Much has been said about the EM Drive, a propulsion system that doesn’t use propellant (very simply put), and recently researchers in China have claimed to have a working model, despite the general consensus among experts about how such a device is theoretically impossible. As previously explored, the EM Drive breaks the principles of Newton’s third law of motion — because the electromagnetic thrusts it supposedly generates by bouncing microwaves inside a cavity doesn’t produce an equal and opposite action-reaction.
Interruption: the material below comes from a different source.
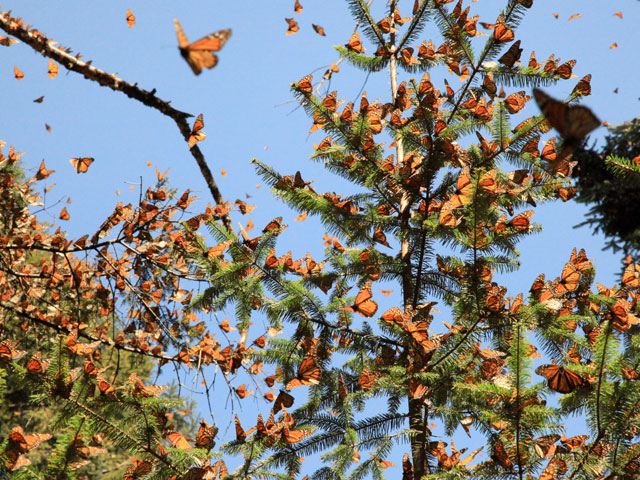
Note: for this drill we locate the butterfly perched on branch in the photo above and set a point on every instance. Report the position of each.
(199, 54)
(573, 122)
However, researchers from the Center for Philosophy of Sciences of the University of Lisbon, Portugal say that there might be an overlooked quantum physics concept that could make the EM Drive possible. In a study published in The Journal of Applied Physical Science International, researchers José Croca and Paulo Castro argued that the pilot wave theory could help to explain the EM Drive’s impossible behavior and even make it more powerful. The same idea was put forward in a NASA Eagleworks research paper published in 2016,
“We have found that applying a pilot wave theory to NASA’s EM drive frustum [or cone], we could explain its thrust without involving any external action applied to the system, as Newton’s third law would require,” Castro told Science Alert. According to the pilot wave theory, particles occupy an exact position at all times, which runs counter to the more widely accepted Copenhagen interpretation of quantum mechanics that says particles don’t have precise locations unless otherwise observed — part of what’s called the particle-wave duality.